Cyber criminals are continually improving and looking to exploit any weakness in your information security. Are you aware of your businesses weak spots and what’s being done to protect them?

Common Business Cyber Attacks

Phishing Attacks

Phishing | Forsythes Technology

Emails, texts and hack applications that trick you into handing over your login credentials and then log into your account to perform malicious activity such as changing bank account details on your client invoices, or encrypting your data and holding it to ransom.


Botnets | Forsythes Technology

A Botnet, short for “Robot Network’’, is a group of computers, phones or other devices that are connected to the internet and have been breached. The owner can then use this network of devices to flood websites/applications with traffic this is known as distributed denial-of-service attack (DDoS attack). A recent high-profile DDoS attack was during the 2016 Australian Census. Botnets can also be utilised to steal data, send spam, and allows the attacker to access the device and its connection to perform any number of malicious actions.


Malware | Forsythes Technology

The most common and high risk malware applications are encryption viruses such as cryptolocker, or key logging credential/data stealing applications such as Zues or Spyeye.

Cryptolocker typically enters your environment by users clicking an email, bringing in an infected device or by a hacker breaching the perimeter of your network and introducing the malware. The encryption application then encrypts your files and holds them to ransom.

Key logging applications often enter in a similar way and then steal your credentials, information or money through online banking applications.
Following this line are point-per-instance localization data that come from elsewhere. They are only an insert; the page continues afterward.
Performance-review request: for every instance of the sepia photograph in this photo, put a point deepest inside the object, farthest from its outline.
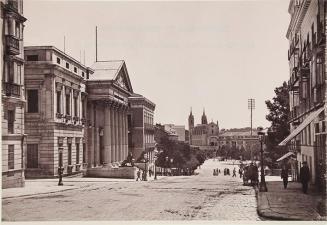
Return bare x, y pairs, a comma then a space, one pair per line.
163, 111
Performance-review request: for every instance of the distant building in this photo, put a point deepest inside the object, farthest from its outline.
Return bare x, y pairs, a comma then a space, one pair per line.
238, 138
13, 93
179, 130
160, 132
307, 86
204, 135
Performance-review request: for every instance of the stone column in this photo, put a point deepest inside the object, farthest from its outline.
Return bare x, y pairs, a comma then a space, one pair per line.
107, 136
126, 133
116, 135
90, 142
112, 134
96, 136
120, 134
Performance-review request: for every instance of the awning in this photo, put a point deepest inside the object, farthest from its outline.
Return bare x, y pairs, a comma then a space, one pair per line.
305, 123
285, 156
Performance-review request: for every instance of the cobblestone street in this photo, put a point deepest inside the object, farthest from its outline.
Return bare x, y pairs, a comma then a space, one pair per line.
170, 198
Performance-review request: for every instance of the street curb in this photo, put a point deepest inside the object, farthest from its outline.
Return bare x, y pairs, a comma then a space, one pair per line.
259, 208
263, 205
37, 194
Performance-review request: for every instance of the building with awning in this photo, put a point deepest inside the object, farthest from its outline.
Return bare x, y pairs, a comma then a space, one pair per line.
286, 156
307, 87
302, 126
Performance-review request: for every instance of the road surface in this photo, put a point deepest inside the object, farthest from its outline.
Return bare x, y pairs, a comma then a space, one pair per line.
200, 197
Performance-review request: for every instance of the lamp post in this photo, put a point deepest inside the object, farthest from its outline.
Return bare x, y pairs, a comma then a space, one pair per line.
155, 160
60, 168
263, 186
166, 164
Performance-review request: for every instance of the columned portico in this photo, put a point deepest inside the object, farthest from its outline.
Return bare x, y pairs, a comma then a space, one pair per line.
107, 135
112, 135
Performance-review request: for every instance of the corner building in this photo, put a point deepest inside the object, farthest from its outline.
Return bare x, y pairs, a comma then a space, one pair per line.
108, 91
55, 115
141, 135
13, 94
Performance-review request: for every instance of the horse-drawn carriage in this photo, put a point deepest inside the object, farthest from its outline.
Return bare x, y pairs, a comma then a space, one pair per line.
250, 175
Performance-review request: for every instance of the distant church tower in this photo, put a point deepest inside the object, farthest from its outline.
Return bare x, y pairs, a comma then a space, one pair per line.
190, 125
204, 118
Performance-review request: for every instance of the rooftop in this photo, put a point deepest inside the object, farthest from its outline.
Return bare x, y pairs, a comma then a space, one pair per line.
106, 70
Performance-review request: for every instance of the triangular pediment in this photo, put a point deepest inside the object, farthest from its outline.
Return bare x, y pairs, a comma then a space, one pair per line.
122, 79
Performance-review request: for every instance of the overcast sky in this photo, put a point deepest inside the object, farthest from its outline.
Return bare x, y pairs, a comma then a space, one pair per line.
212, 55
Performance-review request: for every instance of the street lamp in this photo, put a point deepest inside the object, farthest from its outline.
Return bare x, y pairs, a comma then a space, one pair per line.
60, 168
263, 186
166, 164
155, 160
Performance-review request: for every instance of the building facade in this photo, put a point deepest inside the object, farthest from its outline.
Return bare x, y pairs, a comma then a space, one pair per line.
240, 139
108, 91
141, 135
179, 130
13, 93
307, 84
204, 135
55, 115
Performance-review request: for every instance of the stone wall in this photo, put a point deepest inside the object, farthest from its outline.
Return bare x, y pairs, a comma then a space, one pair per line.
120, 172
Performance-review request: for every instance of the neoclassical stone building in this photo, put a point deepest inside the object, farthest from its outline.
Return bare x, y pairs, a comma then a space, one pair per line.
55, 116
141, 135
108, 91
77, 117
12, 96
204, 135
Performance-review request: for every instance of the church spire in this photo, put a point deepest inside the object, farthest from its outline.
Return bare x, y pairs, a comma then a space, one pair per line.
204, 118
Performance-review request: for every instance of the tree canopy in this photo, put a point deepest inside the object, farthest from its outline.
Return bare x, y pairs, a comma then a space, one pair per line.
278, 116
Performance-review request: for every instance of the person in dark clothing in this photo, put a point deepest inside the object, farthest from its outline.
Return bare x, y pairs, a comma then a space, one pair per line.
138, 175
284, 175
305, 177
234, 172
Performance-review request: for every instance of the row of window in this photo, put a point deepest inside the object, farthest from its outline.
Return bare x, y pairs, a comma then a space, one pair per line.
33, 100
33, 155
67, 65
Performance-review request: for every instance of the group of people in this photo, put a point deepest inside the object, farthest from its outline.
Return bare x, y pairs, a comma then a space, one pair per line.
216, 172
304, 176
143, 178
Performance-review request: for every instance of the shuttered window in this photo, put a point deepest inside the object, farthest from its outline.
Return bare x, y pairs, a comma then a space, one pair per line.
32, 156
11, 157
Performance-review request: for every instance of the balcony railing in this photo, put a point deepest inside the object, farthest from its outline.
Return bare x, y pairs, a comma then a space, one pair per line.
12, 44
13, 5
11, 89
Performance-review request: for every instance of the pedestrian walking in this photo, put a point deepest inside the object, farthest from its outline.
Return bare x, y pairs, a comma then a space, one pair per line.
234, 172
143, 175
138, 175
240, 171
305, 177
284, 175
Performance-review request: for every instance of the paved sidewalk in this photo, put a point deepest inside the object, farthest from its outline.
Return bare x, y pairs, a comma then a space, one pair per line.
47, 186
289, 204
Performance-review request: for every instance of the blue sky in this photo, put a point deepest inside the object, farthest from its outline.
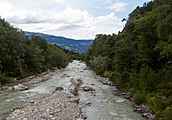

Your risk of being a victim of one of these cyber security breaches can be greatly reduced by understanding your weak spots and protecting them.

Weak Spots

  1. Staff: 90% of attacks are due to a staff member inadvertently clicking on something they shouldn’t
  2. Remote Access Systems: Any method you allow a user to interact with your systems remotely poses a risk that needs to be managed

How to protect yourself

  • Security and network design best practice: Often connectivity and function are the focus of those connecting systems rather than security. Ensure that security posture is reviewed by an expert periodically
  • Simulation Training: By simulating attacks we can reduce the chances of employees unwittingly handing over their details
  • Next generation Firewalls, Endpoint Protection and Cloud Security solutions that can detect suspicious behaviour rather than just looking for known viruses.
  • Two factor authentication, which provides an added layer of protection by asking for a token or security code when a connection is made to your system from a new external source.